In the picture, Steve still has a good couple of inches on G, although A had been closing in on him at the time. Now, both A and G tower over me, and if Steve were still here, he’d be forced to look up to both of them. While I’ve had the smallest feet in the family for years, I expect to become the shortest person in the family within the next few months. I might already be, but E’s tendency to slouch has given me a brief reprieve.

Their physical attributes, however, have little to do with the growing up they’ve had to do mentally and emotionally in the last year and few months. While recent photos of them indicate some small return to their previous wackiness, particularly where G is concerned, there is still an aura of innocence about photos from just a few years ago that I know they will never manage to recapture.

The pandemic gave them a chance to hone their abilities to find their own quiet places and remove themselves from our hectic family atmosphere. This skill has come in handy in the last year, and although it’s a sad one to need, it’s been a necessary one. It’s a good thing they have it, because I only ever learned how to juggle three different sets of needs with a partner, and I’m struggling with it now alone.

As we head into the final marking period of the year, and the end of another sports season, the kids have had a chance to collect some accolades and rest on their laurels a little bit, and I’ve had the chance to sit back and enjoy their accomplishments.

Truly, I am amazed at how well they hold things together some days. I wonder if having their lives turned upside down during the pandemic helped to prepare them for another, bigger upset. I wonder if, during all those days together at home, they managed to absorb enough of Steve to sustain them now that he is gone. I wonder how they are managing to hold it all together and continue to do great things without their biggest cheerleader. I wonder how many more times they can tolerate having the carpet ripped out from under them.

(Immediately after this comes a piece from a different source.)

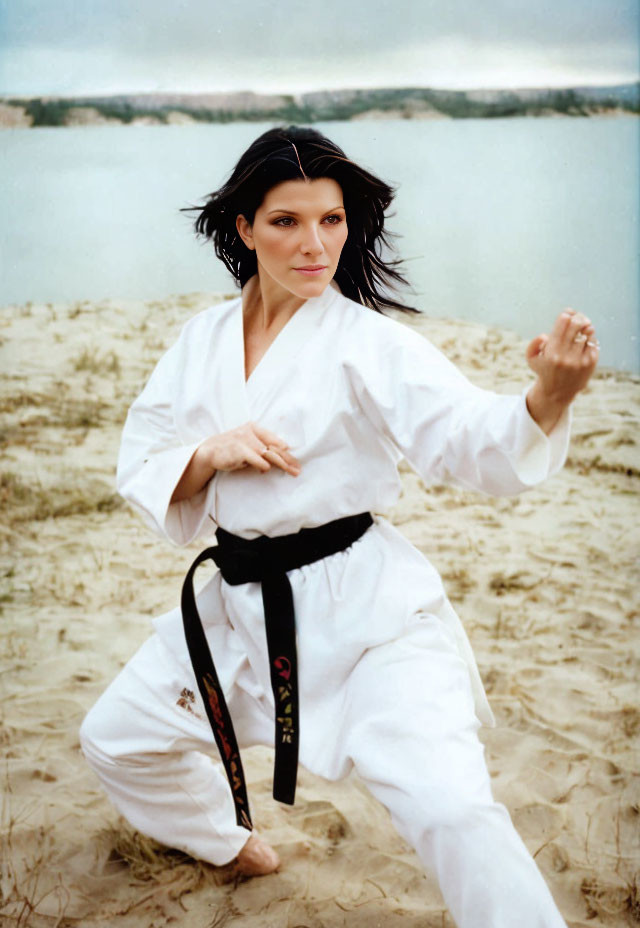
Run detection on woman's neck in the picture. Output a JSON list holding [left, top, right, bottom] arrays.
[[242, 269, 306, 332]]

One of the songs that Steve and I played at our wedding was “Bless the Broken Road,” which is about how all the twists and turns that seemed awful at the time were actually bringing two people together.

There will never be any sort of silver lining in losing Steve, but I can see the good in all the things that happened along that broken road leading up to January 2022, things that seemed awful at the time, but I can be grateful for them now.

Liz Pinkey is a contributing columnist who appears weekly in the Times News.